Endothelial cells from embryonic stem cells in a chemically defined medium.

Graduate Program in Quantitative and Systems Biology, University of California, Merced, California, USA.
Stem cells and development (Impact Factor: 4.15). 03/2011; 20(12):2153-61. DOI: 10.1089/scd.2010.0432
Source: PubMed

ABSTRACT Endothelial cells (ECs) are desired for their therapeutic potential in a variety of areas including gene therapy, cardiac regeneration, development of tissue-engineered vascular grafts, and prevascularized tissue transplants. Pluripotent embryonic stem cells (ESCs) can be induced to differentiate into ECs in vitro using embryoid bodies, monolayer cultures, or by genetic manipulation and immortalization.
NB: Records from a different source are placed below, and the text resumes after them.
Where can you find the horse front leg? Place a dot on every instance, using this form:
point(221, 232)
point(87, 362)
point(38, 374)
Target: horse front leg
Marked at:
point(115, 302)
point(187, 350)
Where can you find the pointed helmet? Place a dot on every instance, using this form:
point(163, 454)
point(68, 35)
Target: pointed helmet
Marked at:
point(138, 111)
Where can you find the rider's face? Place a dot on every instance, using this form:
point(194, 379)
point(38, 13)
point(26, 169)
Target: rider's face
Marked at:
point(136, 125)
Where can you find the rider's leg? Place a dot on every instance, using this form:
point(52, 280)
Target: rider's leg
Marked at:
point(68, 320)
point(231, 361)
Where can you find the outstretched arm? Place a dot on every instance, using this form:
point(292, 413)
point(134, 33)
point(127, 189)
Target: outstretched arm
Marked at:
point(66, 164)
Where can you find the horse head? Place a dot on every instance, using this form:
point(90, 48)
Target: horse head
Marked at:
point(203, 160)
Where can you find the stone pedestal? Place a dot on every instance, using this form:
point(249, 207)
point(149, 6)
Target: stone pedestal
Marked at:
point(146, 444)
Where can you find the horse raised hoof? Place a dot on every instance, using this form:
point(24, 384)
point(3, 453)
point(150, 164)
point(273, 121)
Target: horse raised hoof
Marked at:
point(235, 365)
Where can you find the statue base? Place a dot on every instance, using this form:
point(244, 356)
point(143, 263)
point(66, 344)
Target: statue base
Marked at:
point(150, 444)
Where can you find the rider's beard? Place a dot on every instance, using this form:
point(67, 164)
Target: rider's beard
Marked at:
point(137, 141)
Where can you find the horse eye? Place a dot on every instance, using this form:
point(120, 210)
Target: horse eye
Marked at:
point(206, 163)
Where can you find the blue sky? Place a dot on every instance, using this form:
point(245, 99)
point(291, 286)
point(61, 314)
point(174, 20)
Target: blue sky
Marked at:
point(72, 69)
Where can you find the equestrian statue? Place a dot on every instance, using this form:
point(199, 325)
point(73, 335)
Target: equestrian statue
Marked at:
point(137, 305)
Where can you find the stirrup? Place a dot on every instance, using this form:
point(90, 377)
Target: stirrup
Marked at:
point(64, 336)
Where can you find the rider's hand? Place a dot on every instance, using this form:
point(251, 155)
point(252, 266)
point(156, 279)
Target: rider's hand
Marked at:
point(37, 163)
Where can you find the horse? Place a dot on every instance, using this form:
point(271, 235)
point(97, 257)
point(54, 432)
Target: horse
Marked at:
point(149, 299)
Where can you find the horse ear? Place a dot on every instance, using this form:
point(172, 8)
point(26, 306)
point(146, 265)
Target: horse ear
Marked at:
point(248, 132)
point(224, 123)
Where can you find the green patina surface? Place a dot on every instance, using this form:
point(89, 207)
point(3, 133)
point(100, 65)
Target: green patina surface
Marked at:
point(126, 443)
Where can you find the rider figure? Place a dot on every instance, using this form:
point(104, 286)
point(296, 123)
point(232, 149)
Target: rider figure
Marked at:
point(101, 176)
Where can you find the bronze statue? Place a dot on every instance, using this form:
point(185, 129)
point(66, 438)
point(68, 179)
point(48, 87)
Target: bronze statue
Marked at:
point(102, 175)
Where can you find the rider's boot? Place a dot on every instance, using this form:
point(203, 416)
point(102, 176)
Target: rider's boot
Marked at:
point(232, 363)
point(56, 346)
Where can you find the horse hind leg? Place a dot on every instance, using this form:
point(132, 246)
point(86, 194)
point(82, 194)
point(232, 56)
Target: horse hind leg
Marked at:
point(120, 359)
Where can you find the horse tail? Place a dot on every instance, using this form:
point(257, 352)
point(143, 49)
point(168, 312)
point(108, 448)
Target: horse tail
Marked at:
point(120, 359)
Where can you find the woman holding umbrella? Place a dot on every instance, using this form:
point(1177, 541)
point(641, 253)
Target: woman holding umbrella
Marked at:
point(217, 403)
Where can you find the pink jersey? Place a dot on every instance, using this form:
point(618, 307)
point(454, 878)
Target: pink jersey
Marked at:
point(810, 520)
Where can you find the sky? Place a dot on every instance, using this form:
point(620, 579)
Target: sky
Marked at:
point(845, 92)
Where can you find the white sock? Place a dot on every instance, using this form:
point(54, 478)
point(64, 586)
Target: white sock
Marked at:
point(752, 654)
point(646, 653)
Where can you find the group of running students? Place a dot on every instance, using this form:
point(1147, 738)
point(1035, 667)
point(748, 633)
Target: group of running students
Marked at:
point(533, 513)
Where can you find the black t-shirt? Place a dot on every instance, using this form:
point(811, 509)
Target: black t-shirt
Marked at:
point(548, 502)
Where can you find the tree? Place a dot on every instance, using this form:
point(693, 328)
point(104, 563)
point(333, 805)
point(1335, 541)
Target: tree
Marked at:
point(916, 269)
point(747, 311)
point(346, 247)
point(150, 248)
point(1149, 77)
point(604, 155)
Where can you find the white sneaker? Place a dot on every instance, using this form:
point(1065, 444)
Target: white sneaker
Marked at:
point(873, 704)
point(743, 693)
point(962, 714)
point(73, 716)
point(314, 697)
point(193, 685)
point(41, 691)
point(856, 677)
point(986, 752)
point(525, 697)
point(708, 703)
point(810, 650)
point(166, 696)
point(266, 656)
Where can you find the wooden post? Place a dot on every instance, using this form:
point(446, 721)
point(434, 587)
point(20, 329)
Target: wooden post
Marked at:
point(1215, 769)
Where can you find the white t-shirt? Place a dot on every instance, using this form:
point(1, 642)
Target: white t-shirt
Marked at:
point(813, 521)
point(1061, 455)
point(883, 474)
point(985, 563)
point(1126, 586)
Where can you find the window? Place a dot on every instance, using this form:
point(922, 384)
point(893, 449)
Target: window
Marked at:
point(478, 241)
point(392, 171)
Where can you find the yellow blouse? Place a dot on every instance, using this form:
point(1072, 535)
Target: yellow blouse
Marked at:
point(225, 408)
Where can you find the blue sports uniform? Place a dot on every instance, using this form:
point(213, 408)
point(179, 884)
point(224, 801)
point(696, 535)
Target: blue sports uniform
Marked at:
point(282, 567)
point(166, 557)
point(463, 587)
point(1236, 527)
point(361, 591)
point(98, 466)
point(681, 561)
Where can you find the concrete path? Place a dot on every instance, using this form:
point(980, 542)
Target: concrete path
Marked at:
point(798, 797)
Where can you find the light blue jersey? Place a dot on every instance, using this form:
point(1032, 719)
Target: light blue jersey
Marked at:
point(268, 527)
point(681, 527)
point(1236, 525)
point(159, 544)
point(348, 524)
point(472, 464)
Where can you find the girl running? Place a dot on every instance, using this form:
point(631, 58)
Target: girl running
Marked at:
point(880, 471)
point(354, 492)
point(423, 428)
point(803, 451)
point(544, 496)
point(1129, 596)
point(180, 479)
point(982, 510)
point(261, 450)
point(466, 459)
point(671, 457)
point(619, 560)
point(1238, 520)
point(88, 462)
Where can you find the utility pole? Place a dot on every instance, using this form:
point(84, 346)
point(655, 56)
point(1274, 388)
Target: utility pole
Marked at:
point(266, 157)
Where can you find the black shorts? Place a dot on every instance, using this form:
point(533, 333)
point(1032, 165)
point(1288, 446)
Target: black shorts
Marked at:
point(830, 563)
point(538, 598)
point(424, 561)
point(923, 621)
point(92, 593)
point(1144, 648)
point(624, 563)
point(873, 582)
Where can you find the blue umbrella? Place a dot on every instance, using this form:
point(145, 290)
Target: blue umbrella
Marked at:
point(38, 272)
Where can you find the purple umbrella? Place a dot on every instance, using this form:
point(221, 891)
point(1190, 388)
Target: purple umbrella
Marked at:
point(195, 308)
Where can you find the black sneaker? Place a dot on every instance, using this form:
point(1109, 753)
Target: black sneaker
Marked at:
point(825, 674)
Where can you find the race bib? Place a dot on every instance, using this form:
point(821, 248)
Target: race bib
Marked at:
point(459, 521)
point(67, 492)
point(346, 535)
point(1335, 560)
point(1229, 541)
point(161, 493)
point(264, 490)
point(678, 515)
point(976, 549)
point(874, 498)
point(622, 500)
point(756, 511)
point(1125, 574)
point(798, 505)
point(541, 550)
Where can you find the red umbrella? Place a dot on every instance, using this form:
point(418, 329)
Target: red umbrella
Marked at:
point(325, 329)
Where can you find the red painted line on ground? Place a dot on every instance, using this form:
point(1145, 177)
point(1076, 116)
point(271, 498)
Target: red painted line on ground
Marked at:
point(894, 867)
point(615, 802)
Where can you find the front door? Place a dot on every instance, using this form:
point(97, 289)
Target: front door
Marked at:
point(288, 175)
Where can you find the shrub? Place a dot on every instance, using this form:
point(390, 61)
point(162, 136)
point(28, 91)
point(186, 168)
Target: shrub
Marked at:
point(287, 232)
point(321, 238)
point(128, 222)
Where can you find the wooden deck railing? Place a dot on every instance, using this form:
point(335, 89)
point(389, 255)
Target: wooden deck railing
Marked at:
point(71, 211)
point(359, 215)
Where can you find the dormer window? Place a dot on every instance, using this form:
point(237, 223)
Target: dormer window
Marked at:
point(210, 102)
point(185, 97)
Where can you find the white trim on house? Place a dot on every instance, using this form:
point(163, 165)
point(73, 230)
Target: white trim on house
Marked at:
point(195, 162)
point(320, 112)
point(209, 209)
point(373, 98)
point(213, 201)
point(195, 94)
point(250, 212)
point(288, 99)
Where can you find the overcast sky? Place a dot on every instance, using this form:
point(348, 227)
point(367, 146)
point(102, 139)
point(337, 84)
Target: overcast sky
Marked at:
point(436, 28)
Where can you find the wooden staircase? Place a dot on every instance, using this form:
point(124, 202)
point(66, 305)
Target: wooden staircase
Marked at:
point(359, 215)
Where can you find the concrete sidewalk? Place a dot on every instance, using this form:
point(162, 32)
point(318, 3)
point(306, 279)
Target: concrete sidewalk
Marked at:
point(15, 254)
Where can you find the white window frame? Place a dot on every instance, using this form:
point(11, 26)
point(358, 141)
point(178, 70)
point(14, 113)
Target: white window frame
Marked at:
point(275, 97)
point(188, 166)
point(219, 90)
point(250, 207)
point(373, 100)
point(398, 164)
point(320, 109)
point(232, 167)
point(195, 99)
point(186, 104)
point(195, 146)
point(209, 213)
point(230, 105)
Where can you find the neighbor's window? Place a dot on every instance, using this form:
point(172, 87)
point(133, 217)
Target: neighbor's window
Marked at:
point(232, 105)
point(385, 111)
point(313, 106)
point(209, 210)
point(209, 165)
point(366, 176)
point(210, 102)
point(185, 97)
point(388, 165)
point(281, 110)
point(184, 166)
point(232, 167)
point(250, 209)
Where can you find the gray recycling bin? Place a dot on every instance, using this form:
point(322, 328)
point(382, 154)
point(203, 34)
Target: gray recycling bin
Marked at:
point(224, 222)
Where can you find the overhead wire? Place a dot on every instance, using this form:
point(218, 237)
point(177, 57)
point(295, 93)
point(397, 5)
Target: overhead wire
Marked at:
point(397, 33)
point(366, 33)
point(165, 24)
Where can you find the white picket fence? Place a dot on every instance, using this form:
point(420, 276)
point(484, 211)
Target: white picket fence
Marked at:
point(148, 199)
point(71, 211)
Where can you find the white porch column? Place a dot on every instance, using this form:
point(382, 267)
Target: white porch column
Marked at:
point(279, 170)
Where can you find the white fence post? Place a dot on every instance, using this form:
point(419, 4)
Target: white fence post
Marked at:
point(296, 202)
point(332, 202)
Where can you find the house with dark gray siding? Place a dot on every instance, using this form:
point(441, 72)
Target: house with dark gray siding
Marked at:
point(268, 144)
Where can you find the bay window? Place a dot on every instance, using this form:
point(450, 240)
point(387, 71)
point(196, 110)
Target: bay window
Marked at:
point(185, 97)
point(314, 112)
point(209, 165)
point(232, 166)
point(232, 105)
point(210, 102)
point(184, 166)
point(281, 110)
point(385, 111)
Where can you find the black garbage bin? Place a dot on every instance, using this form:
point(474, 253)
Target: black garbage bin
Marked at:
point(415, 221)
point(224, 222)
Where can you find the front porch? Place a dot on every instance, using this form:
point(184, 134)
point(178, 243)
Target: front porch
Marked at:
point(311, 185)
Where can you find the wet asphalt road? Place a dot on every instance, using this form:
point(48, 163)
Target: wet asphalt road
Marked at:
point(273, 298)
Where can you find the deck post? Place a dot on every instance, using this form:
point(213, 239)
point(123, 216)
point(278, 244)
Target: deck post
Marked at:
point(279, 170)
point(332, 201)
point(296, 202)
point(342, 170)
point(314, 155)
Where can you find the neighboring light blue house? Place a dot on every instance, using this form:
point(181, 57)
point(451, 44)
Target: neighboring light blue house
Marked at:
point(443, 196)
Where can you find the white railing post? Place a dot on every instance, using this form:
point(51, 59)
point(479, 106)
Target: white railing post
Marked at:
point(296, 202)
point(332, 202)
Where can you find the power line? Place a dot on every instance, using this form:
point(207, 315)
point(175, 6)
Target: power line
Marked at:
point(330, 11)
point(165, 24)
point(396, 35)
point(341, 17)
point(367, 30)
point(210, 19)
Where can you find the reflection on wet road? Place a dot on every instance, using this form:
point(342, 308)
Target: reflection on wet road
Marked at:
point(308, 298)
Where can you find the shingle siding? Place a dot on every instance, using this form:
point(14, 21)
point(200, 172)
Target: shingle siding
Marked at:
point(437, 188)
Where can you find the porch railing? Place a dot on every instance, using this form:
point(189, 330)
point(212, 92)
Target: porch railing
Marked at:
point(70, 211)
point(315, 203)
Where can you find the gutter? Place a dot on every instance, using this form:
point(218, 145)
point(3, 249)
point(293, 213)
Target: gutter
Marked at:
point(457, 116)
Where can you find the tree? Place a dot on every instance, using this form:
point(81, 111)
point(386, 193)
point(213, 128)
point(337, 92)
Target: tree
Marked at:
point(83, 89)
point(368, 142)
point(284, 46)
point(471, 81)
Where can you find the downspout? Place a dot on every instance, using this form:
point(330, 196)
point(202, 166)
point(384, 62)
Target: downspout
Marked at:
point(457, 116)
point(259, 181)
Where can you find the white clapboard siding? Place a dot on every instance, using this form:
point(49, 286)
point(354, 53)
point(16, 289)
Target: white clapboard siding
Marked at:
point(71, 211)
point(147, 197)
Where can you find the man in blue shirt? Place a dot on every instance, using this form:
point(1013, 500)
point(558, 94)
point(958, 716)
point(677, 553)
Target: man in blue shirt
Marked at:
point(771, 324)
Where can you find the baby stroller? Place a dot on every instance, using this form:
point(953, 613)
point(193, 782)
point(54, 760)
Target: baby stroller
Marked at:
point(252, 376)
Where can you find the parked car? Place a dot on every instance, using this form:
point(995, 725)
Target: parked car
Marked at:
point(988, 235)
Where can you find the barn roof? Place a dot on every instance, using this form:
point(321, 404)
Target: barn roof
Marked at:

However, obtaining homogeneous cultures of proliferating ESC-derived ECs without genetic manipulation is a challenging undertaking and often requires optimization of protocols and rigorous purification techniques. Moreover, current differentiation methods that use medium containing fetal calf or bovine serum components introduce additional challenges because of our limited ability to control the differentiation signals and batch-to-batch variations of serum. We have explored the development of new medium formulations for deriving ECs from murine embryonic stem cells (mESCs) using only chemically defined reagents. We present 2 different medium formulations along with the detailed methodologies, including the optimization of extracellular matrix-derived substrates known to play a role in cell attachment and proliferation as well as cell differentiation. Characterization of the ESC-derived ECs indicate that (1) chemically defined medium formulations reproducibly generate superior ECs compared with previous serum-containing formulations, (2) fibronectin, and not collagen type-IV, is the optimal substrate for EC induction in our chemically defined medium formulations, (3) without additional activation of Notch-signaling, ESC-ECs develop predominantly into venous ECs, and (4) using these medium formulations, a second rigorous selection step is not required to generate proliferating ECs from ESCs, but it does enhance the final purity of the ECs.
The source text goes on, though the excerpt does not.